Palu,truestory.id- Gelombang pasang laut atau banjir rob melanda sejumlah wilayah pesisir di Sulawesi Tengah, Sabtu (18/4/2026) dini hari sekitar pukul 03.00 WITA. Peristiwa ini terjadi di Kabupaten Buol dan Kabupaten Banggai Laut, mengakibatkan puluhan rumah warga terendam hingga mengalami kerusakan.
Di Kecamatan Lakea, Kabupaten Buol, banjir rob menerjang Desa Lakea I dan Desa Ngune. Sedikitnya lima rumah di Desa Lakea I dan sekitar 50 rumah di Desa Ngune terendam air laut. Kondisi ini memaksa sekitar 50 kepala keluarga atau 150 jiwa di Desa Ngune mengungsi secara mandiri ke rumah kerabat terdekat.
Sementara itu, kejadian serupa juga dilaporkan di Kabupaten Banggai Laut, tepatnya di Desa Lambako dan Pasir Putih, Kecamatan Banggai, serta Desa Kendek di Kecamatan Banggai Utara. Di Desa Lambako, delapan rumah warga mengalami kerusakan berat yang berdampak pada 39 jiwa. Selain itu, dua rumah di Desa Pasir Putih terdampak, serta satu unit perahu milik warga di Desa Kendek mengalami kerusakan berat.
Pelaksana Tugas Kepala Pelaksana BPBD Provinsi Sulawesi Tengah, Ir. Asbudianto, menyampaikan bahwa pihaknya telah melakukan asesmen serta berkoordinasi dengan BPBD kabupaten setempat untuk penanganan awal.

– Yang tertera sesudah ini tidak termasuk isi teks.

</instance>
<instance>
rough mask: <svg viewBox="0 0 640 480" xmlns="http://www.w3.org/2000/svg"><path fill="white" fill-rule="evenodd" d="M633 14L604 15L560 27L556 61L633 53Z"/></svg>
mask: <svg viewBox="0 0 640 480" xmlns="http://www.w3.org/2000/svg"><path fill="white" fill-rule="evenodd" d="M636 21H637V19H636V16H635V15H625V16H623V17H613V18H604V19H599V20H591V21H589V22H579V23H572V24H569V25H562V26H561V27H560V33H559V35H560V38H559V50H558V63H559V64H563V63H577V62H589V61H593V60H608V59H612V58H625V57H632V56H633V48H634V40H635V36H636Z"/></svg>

“Tim telah turun ke lokasi untuk melakukan pendataan dan memastikan kebutuhan mendesak warga terdampak dapat segera ditangani,” ujarnya.
Ia menambahkan, kebutuhan prioritas saat ini meliputi logistik penanganan bencana, pembangunan tanggul pengaman pantai, serta relokasi rumah warga di wilayah rawan terdampak.
Meski tidak ada korban jiwa dalam peristiwa ini, pemerintah daerah mengimbau masyarakat pesisir tetap waspada terhadap potensi gelombang pasang susulan. Saat ini, kondisi air laut dilaporkan telah surut dan situasi berangsur kondusif.